Ryker waited as Charlie inspected the last cluster of blasting holes the crew had drilled into the bridge’s asphalt and scanned the safety perimeter again, looking for Rachel. Everyone on the site was there, waiting for the final check, the all clear, the countdown.

But no Rachel.

He rested his hands at his hips and glanced down at Charlie, where his partner’s gloved hands checked every connection between the cylinders of RDX imbedded in the bridge’s roadway. Ryker would make the final check before they called it good, a double-tiered safety measure Marx had been pleased with—the first element of this whole fucking scene the guy hadn’t argued about.

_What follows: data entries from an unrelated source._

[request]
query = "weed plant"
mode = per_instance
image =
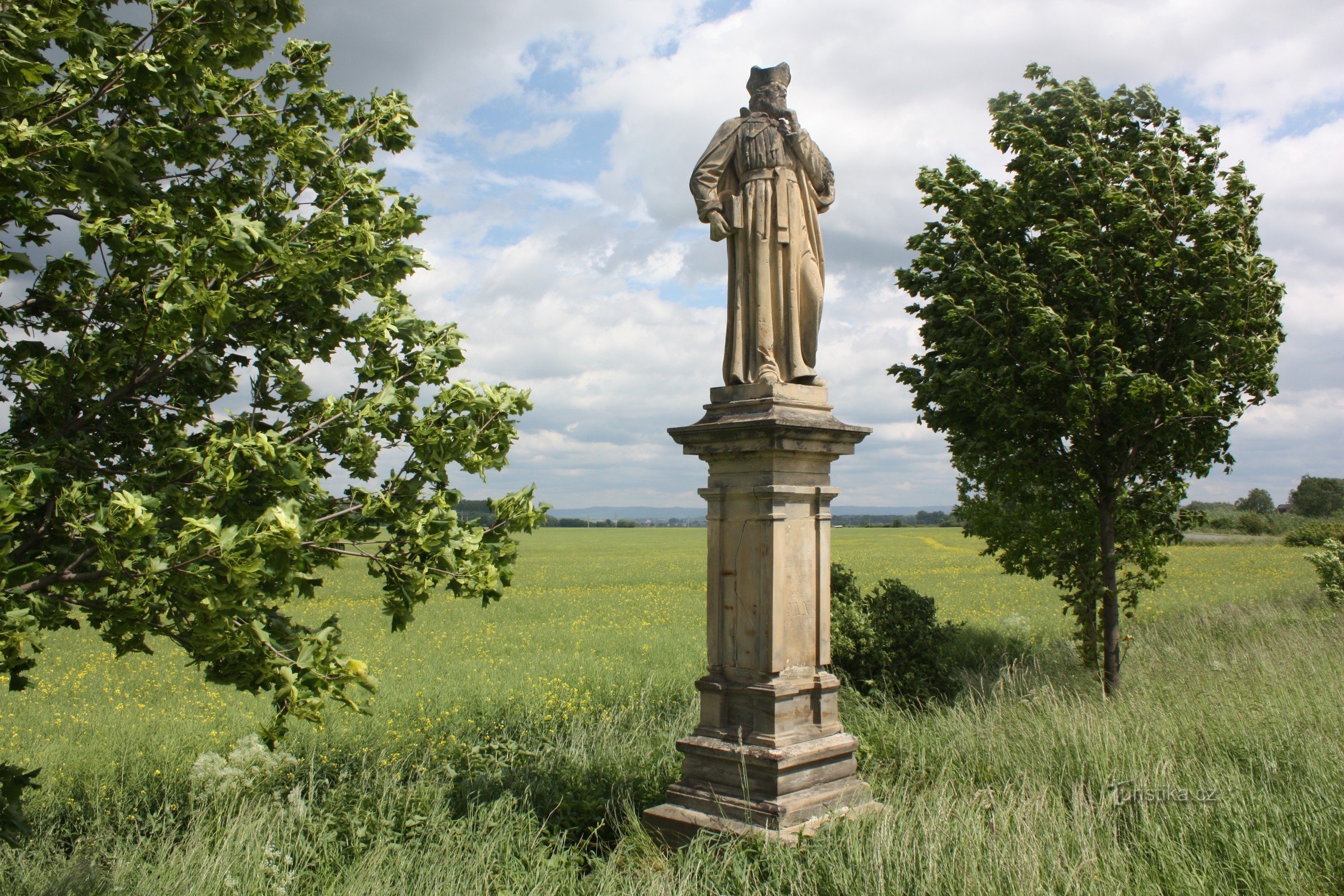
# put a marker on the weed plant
(511, 752)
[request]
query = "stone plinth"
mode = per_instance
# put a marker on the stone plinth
(769, 754)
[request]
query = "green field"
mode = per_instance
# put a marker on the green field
(510, 745)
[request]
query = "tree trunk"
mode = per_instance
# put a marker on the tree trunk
(1109, 600)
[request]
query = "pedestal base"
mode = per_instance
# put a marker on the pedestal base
(676, 825)
(769, 755)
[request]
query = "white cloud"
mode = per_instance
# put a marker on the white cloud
(595, 291)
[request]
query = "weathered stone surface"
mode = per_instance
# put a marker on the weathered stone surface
(769, 753)
(760, 186)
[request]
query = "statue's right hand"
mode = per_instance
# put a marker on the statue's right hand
(718, 226)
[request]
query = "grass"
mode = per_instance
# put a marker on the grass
(511, 747)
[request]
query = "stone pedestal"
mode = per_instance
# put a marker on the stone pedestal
(769, 754)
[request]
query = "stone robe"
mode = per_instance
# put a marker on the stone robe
(771, 187)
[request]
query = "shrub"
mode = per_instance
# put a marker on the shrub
(1315, 535)
(890, 640)
(1257, 501)
(1318, 496)
(1329, 568)
(1253, 523)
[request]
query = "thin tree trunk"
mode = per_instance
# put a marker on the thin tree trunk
(1086, 613)
(1109, 600)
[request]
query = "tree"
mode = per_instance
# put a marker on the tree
(1092, 329)
(1257, 501)
(1318, 496)
(167, 472)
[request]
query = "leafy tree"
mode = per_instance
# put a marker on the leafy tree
(1329, 570)
(1257, 501)
(167, 470)
(1093, 328)
(1253, 523)
(1318, 496)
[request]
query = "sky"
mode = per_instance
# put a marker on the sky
(557, 139)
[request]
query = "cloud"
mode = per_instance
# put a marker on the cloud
(557, 140)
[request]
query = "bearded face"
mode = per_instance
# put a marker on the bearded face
(771, 99)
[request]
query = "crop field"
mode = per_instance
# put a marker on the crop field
(508, 746)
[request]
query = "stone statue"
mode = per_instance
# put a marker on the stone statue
(769, 754)
(761, 186)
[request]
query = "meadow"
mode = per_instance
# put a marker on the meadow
(510, 747)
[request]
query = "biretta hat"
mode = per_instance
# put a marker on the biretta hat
(761, 77)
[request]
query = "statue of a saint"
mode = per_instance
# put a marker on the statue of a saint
(761, 186)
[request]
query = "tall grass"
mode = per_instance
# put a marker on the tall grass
(1218, 770)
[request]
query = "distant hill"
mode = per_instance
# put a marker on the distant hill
(682, 514)
(629, 514)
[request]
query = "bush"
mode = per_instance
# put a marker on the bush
(1315, 535)
(1318, 496)
(1257, 501)
(890, 640)
(1329, 568)
(1253, 523)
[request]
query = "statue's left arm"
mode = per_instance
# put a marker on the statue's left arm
(816, 167)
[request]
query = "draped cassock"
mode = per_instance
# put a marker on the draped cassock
(771, 186)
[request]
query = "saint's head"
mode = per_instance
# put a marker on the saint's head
(769, 89)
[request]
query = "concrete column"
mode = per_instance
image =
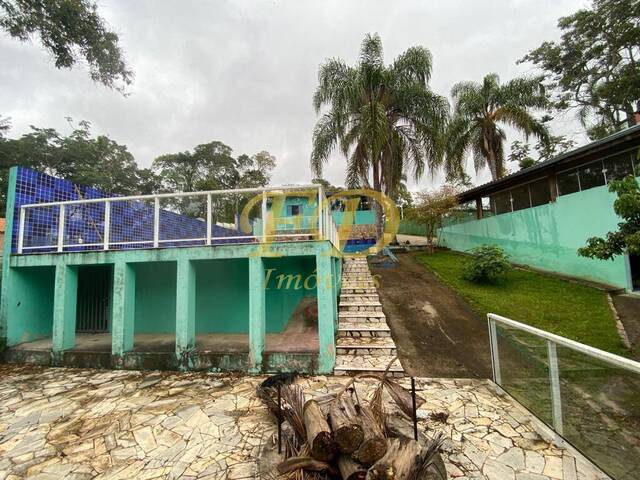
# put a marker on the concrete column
(124, 302)
(257, 312)
(64, 307)
(185, 307)
(326, 309)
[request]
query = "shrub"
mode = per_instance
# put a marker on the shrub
(489, 263)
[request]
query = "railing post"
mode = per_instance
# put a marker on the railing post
(264, 216)
(107, 226)
(495, 355)
(554, 380)
(21, 229)
(156, 222)
(208, 242)
(61, 228)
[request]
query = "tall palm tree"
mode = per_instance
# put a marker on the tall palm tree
(480, 112)
(384, 118)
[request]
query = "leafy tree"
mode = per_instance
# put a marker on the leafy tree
(71, 31)
(595, 66)
(480, 111)
(430, 209)
(98, 162)
(383, 118)
(627, 237)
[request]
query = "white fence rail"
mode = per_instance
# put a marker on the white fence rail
(154, 221)
(582, 392)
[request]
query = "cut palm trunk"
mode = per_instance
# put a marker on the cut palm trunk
(345, 423)
(398, 462)
(374, 445)
(319, 436)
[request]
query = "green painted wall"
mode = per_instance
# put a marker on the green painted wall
(155, 307)
(548, 236)
(30, 304)
(284, 293)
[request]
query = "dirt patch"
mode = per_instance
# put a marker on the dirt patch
(436, 332)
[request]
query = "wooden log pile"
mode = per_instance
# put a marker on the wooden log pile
(343, 437)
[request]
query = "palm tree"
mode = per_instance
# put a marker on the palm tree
(384, 119)
(480, 111)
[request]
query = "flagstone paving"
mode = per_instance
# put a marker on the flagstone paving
(80, 424)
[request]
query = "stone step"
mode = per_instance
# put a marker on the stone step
(363, 329)
(359, 314)
(355, 364)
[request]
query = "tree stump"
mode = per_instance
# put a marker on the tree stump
(374, 445)
(319, 437)
(345, 423)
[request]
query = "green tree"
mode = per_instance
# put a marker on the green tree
(595, 66)
(71, 31)
(98, 162)
(480, 112)
(627, 238)
(383, 118)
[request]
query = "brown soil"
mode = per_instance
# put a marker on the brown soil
(436, 332)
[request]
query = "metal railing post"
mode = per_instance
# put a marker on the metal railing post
(495, 355)
(264, 216)
(107, 226)
(208, 241)
(554, 380)
(21, 229)
(61, 228)
(156, 222)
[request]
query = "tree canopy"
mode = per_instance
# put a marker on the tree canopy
(481, 110)
(383, 118)
(71, 31)
(595, 66)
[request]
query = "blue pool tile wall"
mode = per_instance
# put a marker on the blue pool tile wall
(131, 221)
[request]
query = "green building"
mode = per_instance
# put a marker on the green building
(541, 215)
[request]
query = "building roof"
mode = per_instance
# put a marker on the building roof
(608, 145)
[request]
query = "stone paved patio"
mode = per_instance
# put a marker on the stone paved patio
(76, 424)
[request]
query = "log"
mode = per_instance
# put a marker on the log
(398, 461)
(374, 445)
(319, 437)
(350, 469)
(345, 423)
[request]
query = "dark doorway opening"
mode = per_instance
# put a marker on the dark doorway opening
(93, 309)
(634, 262)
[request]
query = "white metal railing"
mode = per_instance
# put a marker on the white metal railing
(571, 367)
(140, 221)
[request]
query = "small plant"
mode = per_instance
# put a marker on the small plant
(489, 263)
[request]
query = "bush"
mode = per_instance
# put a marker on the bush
(489, 264)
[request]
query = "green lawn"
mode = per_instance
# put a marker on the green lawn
(558, 306)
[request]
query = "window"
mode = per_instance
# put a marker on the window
(591, 175)
(503, 202)
(293, 210)
(520, 196)
(618, 166)
(568, 182)
(540, 192)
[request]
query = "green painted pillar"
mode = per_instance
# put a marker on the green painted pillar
(185, 309)
(64, 307)
(6, 270)
(257, 312)
(124, 302)
(326, 309)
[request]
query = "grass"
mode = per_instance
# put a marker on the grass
(565, 308)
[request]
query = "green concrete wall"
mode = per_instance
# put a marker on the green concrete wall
(30, 304)
(155, 307)
(548, 236)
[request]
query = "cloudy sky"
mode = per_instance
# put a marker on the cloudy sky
(243, 72)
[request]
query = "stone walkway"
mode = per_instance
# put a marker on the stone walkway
(80, 424)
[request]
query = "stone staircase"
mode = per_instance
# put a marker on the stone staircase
(364, 343)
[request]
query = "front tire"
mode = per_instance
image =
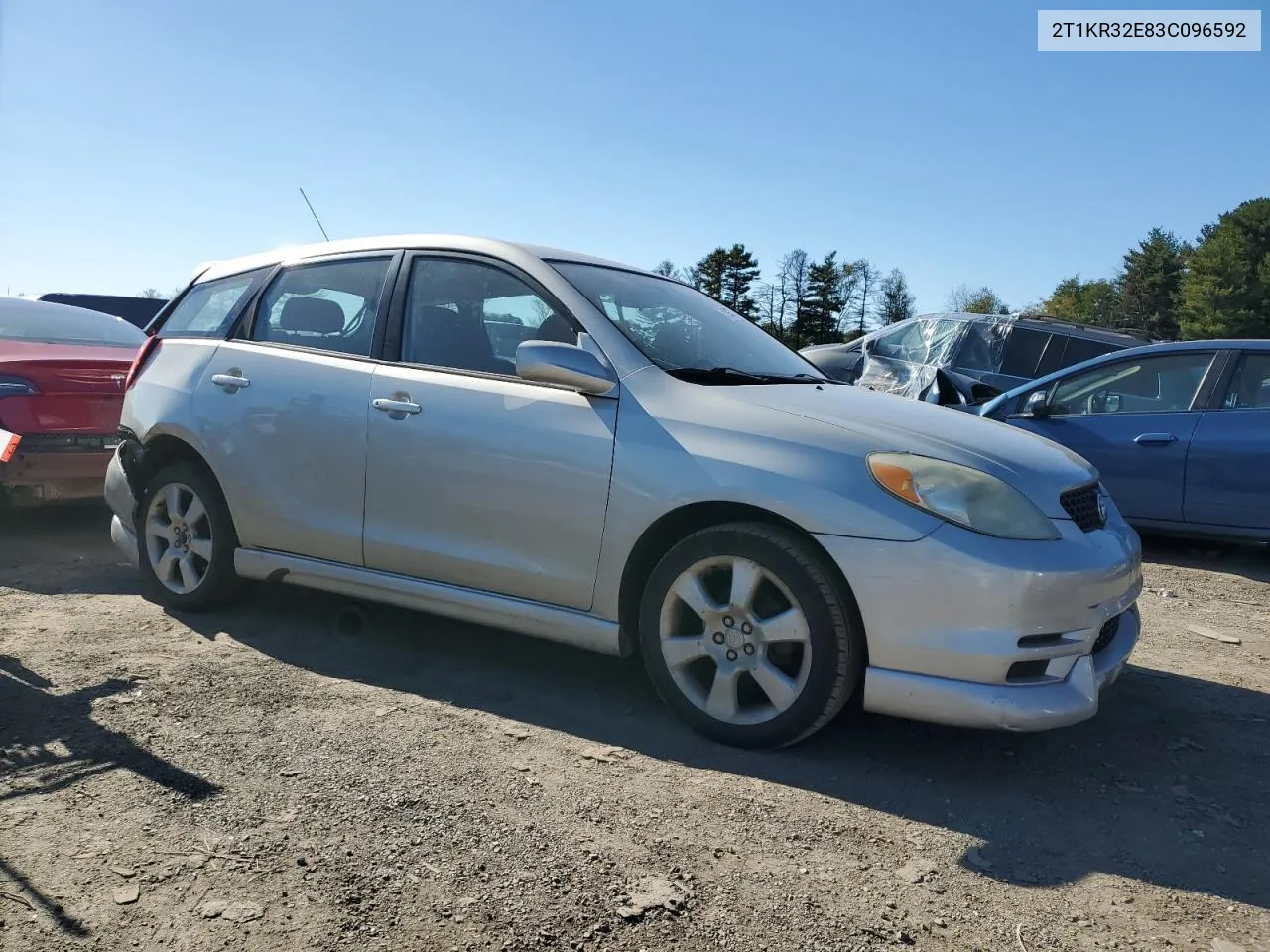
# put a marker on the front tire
(748, 638)
(187, 539)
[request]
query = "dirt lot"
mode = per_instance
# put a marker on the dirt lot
(273, 779)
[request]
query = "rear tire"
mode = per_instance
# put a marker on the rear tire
(748, 638)
(186, 539)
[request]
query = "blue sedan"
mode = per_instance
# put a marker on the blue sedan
(1179, 431)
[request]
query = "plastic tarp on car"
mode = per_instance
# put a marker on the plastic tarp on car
(903, 362)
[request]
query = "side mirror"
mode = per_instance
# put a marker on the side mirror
(567, 365)
(1037, 407)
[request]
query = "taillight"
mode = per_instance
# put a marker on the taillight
(17, 386)
(149, 349)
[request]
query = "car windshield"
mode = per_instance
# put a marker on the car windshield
(685, 331)
(41, 322)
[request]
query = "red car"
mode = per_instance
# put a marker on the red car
(63, 372)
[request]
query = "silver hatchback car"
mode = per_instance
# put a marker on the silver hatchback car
(581, 451)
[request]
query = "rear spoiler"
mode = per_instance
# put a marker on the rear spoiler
(157, 321)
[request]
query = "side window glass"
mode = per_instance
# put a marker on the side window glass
(1023, 350)
(1250, 388)
(471, 316)
(1165, 384)
(207, 309)
(327, 304)
(980, 348)
(1080, 349)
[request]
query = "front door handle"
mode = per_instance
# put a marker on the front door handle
(398, 407)
(231, 382)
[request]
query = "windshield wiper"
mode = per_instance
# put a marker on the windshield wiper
(730, 375)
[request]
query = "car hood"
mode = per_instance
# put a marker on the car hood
(873, 421)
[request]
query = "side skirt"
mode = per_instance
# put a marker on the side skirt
(564, 625)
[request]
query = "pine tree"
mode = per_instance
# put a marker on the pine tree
(1225, 293)
(818, 321)
(740, 272)
(860, 282)
(896, 302)
(1151, 284)
(792, 287)
(707, 275)
(983, 299)
(1096, 302)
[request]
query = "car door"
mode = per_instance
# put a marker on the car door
(1133, 419)
(476, 477)
(1228, 467)
(282, 408)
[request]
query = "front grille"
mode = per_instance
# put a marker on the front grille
(1082, 506)
(1106, 633)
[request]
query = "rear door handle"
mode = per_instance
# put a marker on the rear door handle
(230, 382)
(395, 408)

He turned and looked toward Jax, positioned half a mile away on a wide flat spot on a hillside. Three Eurocopter Squirrels sat ready to lift off, cameras strapped to several different locations on each chopper. Marx stood nearby, arms crossed, watching Charlie and Ryker make their rounds. When he lifted binoculars to his eyes, Ryker flipped him the bird, then crossed his arms, and scanned the crowd again.

Still no Rachel.

The niggling sense of dread that had taken root the moment he’d left her cabin the night before after she’d finally fallen asleep deepened. He’d gone too far with his “what if.” He hadn’t heard from her all day, when he usually talked with her half a dozen times about job-related details. And she wasn’t the only one spooked by that little brain twist of his. Every time he pictured himself telling his men he was leaving them to go home to shack up with a chick, he felt sick with guilt. With failure.